Ilustrasi, Jokowi-JK (kompas.com)
Penegak hukum kebakaran hutan dan lahan bergerak cepat. Sampai Kamis minggu lalu penyidik polisi menetapkan 140 tersangka, tujuh diantaranya petinggi perusahaan pada tingkat manajer dan direksi. Saat bersamaan, penyidik pegawai negeri sipil Kementerian Lingkungan Hidup dan Kehutanan juga menyidik kasus di Sumatera dan Kalimantan.
"Wah, hebat Presiden..." demikian pikir saya. Saya sungguh tidak menyangka gebrakannya akan sampai sejauh itu, karena selama ini kasus pembakaran hutan itu ditutup-tutupi seolah-olah kebakaran biasa saja. Baru di era Presiden Joko Widodo yang sarjana kehutanan itulah tindakan tegas benar-benar dilakukan.

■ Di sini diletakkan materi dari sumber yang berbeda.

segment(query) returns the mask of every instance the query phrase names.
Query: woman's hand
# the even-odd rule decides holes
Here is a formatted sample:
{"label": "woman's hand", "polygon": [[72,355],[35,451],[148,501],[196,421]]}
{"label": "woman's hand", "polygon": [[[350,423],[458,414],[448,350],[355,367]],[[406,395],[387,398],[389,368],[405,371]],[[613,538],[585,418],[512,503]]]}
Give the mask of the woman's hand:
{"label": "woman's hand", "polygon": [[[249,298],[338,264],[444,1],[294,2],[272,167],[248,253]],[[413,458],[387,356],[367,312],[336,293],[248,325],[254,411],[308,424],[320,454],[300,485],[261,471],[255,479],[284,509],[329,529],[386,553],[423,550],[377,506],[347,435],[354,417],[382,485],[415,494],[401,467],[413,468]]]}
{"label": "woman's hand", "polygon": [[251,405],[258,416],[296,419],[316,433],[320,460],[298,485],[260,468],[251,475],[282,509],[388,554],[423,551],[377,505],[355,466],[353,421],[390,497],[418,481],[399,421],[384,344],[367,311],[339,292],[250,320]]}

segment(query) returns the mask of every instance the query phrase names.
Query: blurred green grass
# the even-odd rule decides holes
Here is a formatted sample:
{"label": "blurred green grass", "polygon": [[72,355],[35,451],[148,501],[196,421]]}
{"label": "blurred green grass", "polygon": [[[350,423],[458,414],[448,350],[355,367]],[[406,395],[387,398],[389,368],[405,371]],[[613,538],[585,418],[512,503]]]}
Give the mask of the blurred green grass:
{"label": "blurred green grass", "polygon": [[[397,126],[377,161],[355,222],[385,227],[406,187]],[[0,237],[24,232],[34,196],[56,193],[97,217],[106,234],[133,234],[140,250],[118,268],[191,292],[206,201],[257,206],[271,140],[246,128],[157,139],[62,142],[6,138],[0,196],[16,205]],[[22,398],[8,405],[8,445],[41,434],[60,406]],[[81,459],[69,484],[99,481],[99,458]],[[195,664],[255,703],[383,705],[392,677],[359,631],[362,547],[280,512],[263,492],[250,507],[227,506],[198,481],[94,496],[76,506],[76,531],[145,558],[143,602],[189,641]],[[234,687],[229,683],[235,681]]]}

Betapa tidak, karena beberapa waktu yang lalu saya menerima pesan berantai yang isinya mempertanyakan keberadaan Jokowi di lokasi kebakaran hutan. Kehadirannya dikatakan tidak berguna, karena hanya sekedar pencitraan saja....., tidak ada manfaatnya sama sekali. Dikatakan bahwa sebaiknya seorang presiden itu tugasnya memberikan instruksi saja dari istana agar dilaksanakan bawahannya. Tidak perlu sampai "blusukan" ke lokasi kebakaran. Saat ketika saya membaca pesan berantai itu, saya merasa bahwa sebagai seorang sarjana kehutanan tentunya Jokowi tahu persis seluk beluk hutan dan permasalahannya. Nah..., disitulah orang kecele. Orang lupa, bahwa Jokowi itu ahli dalam masalah hutan.
Tapi yang sangat mencengangkan  banyak orang termasuk saya adalah tindakannya yang tegas. Meringkus pelaku pembakaran hutan tanpa kompromi, penegakan hukum yang tegas dan berefek jera. Dari mulai ancaman kurungan 10 tahun penjara dan denda maksimal Rp. 10 milyar, sampai mencabut ijin konsesi. Pemiliknya, Direksi serta Komisaris nya akan dimasukkan daftar hitam dan tidak akan diberi konsesi lagi.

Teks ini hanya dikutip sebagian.